The long-dead woolly mammoth will be reborn by 2027, claims Colossal, a biotech company based in Dallas, Texas, USA.
Last year, the company secured an additional $60 million in funding to continue the mammoth gene-editing work it began in 2021.
If successful, Colossal will not only bring back the extinct species, which the company often refers to not as a mammoth, but as a “cold-resistant elephant”, but also place it in the same ecosystem in which it once lived.
Colossal calls the large-scale colonization of the Arctic “cold-resistant elephant” part of the health of the Arctic ecosystem, and also believes that this will have a beneficial effect on the health of the global ecosystem.
Initially, Colossal hoped to populate the northern part of Russian Siberia with mammoths, but due to the tense political situation, they had to look for other options. It is possible that they will work in Canada or Alaska.

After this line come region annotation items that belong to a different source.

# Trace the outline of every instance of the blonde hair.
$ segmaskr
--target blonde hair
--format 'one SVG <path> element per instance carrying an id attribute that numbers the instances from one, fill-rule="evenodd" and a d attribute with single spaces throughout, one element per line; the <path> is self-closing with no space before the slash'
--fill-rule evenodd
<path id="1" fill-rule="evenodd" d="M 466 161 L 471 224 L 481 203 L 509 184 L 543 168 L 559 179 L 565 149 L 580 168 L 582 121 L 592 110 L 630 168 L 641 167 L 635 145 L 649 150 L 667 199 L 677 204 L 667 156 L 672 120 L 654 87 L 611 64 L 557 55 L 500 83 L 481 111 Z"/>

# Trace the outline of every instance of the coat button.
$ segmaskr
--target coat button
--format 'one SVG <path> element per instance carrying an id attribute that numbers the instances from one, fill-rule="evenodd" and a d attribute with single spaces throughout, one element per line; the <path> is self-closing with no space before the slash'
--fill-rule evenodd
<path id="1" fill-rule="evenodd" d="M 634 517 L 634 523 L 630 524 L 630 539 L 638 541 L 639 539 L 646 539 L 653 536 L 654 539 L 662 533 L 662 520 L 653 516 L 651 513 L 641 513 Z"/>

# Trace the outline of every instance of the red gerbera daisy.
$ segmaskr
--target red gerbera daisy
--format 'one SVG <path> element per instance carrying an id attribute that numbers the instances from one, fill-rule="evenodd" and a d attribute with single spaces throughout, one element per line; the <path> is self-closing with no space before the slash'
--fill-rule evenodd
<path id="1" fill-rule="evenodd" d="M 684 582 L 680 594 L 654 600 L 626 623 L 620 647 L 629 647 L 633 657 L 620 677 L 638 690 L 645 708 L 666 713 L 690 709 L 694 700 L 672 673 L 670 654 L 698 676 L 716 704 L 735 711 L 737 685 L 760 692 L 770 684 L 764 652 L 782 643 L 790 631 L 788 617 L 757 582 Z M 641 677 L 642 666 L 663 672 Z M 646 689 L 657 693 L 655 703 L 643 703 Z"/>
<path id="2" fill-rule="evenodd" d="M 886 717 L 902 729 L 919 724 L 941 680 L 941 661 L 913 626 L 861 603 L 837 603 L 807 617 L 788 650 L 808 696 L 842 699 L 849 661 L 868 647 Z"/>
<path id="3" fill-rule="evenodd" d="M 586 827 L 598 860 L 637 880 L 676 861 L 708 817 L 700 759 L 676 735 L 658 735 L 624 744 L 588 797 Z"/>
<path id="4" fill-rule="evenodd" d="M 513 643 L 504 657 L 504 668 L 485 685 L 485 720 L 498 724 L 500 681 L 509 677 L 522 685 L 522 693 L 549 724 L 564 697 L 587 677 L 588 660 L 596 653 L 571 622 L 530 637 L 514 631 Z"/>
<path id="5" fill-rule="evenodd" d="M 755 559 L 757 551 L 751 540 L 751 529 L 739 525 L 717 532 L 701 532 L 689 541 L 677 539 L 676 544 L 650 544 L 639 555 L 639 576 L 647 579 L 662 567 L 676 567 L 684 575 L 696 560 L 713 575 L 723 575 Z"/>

The woolly mammoth’s DNA is 99.6% identical to that of the Asian elephant, leading Colossal to believe this is the main key to achieving their goal.
“In the minds of many, the mammoth has disappeared forever. But not in the minds of our scientists, nor in our company’s laboratories. We are already in the process of recovering the woolly mammoth.
“Our teams have collected viable DNA samples and are editing the genes that will allow this wonderful megafauna to again make noise in the Arctic”, the company said in a statement.
By editing the genes of Asian elephants and mammoths, Colossal scientists want to create a woolly mammoth embryo, which will then be placed in the uterus of an African elephant.
Why not Asian? Because African elephants are larger and this will help the elephant safely endure and give birth to a mammoth.
When there are enough of these mammoths to create a herd, they will be relocated to the Arctic zone, where the peculiarities of their diet will help the local flora. Especially if in the future herds of mammoths will migrate back and forth.